Adventures on the side The first tour after a long period of uncertainty ought to be as gratifying for the musicians as it turned out to be for the audiences. Forty people— not to forget the instruments—making a journey together for music builds memories for a lifetime. The larger instruments, like the timpani and the double basses, were sent by road from Mumbai to Bengaluru, packed immediately after the last event of the first leg, and driven through the night, ready to be played again in Chennai the next day. It indeed takes a village to put together a show.
A tour such as this also demands great commitment and zeal from the musicians. Cellist Margarita Gapparova rightly puts it. “When you are on tour, you have to look at it like you are working 24 hours a day. It’s not a holiday, it’s like you are going to live in the office for several days.” However, the challenges and how they are overcome makes for great stories later, the most amusing of which on this tour was the breakdown of the bus which left them stranded by the side of a busy highway in Bengaluru at five in the morning, on the way to the airport. Thanks to some quick thinking on the team’s part, no one missed the flight.
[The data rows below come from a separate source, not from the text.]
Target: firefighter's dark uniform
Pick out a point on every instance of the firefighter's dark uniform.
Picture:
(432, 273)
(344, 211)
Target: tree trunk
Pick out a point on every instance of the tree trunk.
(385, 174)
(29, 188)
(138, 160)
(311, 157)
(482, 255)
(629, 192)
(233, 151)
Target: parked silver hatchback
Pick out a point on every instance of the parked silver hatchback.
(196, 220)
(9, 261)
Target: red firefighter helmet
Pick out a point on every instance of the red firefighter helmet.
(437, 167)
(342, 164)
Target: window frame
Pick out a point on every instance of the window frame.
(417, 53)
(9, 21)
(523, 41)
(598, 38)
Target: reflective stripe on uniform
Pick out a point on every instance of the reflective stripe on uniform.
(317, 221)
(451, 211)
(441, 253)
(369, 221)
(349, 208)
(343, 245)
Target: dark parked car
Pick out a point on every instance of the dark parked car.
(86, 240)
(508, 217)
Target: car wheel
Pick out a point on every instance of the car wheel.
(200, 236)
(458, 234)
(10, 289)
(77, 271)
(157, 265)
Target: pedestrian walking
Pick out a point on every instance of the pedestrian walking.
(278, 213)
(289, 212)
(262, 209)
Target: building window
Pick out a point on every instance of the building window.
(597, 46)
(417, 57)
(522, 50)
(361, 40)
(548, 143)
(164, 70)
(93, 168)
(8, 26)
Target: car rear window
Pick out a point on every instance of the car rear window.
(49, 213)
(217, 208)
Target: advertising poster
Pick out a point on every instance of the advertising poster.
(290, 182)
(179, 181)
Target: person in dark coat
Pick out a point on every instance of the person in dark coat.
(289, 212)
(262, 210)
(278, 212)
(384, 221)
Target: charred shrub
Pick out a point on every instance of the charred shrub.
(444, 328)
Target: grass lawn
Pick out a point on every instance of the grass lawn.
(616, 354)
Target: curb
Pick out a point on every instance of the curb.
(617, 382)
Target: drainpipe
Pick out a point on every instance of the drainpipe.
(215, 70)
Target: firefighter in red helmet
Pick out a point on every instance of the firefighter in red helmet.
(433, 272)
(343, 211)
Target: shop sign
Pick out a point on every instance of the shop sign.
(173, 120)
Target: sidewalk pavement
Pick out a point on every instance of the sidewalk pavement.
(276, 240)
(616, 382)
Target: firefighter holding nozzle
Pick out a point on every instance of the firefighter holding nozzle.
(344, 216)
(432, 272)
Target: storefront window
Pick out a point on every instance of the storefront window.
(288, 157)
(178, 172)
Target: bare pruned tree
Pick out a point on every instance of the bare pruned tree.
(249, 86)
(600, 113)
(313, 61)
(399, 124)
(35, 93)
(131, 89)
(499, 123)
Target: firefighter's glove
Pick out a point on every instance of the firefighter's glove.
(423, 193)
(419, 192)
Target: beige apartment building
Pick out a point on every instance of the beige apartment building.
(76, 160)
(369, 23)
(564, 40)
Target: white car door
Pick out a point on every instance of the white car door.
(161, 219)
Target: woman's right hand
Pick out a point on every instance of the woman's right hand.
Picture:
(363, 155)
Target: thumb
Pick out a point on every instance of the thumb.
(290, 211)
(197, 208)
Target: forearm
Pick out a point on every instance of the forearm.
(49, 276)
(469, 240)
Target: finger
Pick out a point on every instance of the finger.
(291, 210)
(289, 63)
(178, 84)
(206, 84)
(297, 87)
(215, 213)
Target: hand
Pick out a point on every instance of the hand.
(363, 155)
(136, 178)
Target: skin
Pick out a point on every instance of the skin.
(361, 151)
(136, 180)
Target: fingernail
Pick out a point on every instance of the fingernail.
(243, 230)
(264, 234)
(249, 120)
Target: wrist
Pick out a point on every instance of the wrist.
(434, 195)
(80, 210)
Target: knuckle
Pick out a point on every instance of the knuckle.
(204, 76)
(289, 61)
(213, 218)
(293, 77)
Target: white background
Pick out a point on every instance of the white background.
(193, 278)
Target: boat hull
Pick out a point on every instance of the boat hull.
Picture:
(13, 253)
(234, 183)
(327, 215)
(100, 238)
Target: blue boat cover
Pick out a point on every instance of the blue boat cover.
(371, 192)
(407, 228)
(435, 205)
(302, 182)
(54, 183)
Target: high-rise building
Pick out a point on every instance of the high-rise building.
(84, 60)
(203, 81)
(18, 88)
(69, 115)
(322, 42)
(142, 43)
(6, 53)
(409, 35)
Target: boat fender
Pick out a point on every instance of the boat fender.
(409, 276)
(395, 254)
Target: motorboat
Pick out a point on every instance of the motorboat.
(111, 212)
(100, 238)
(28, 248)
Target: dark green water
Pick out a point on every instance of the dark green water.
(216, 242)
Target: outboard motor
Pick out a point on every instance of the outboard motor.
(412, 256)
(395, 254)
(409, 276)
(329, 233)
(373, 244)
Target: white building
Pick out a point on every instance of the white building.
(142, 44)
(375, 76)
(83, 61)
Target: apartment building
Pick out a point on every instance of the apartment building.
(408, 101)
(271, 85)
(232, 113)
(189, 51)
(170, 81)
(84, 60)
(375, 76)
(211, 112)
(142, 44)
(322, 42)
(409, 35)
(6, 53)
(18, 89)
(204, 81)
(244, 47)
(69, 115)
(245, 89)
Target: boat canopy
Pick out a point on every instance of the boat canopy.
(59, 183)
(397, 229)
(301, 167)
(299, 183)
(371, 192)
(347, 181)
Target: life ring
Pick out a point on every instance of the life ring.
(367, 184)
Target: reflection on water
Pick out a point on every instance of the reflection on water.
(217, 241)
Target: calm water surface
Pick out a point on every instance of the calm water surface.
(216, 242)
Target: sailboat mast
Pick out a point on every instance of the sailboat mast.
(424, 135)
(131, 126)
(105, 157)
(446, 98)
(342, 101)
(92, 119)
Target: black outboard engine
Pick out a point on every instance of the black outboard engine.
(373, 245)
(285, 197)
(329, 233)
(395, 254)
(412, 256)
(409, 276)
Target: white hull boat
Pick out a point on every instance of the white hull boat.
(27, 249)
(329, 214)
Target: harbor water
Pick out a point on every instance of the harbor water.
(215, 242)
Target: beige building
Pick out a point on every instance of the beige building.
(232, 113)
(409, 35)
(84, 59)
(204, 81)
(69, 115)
Gapparova also recalls how she had to step up and take a position of leadership when a colleague could not be a part of the tour. Violinist Deon D’Souza says that he vividly remembers meeting a talented young student with little training, who left him in awe at a masterclass. In fact, much like the chamber music concerts in Mumbai, where students of the SOI Music Academy occasionally play with the orchestra, two senior students, Nyra Jain and Tivona D’Souza Murphy, were a part of the tour as members of the orchestra. For violinist Olga Lyapina and double bass player Bakir Utepbergenov, watching them play at the concerts was a moment of pride. Unvala fondly talks about 250 schoolchildren storming onto the stage at the end of a concert for young audiences and dancing to the tunes of tango. Toms recollects valiant efforts to tie up his shirt sleeves with string and paper clips to replace a missing cufflink three minutes before going onstage. But the greatest joy, he reiterates, is every moment spent onstage, exchanging the exuberance of live music with an audience.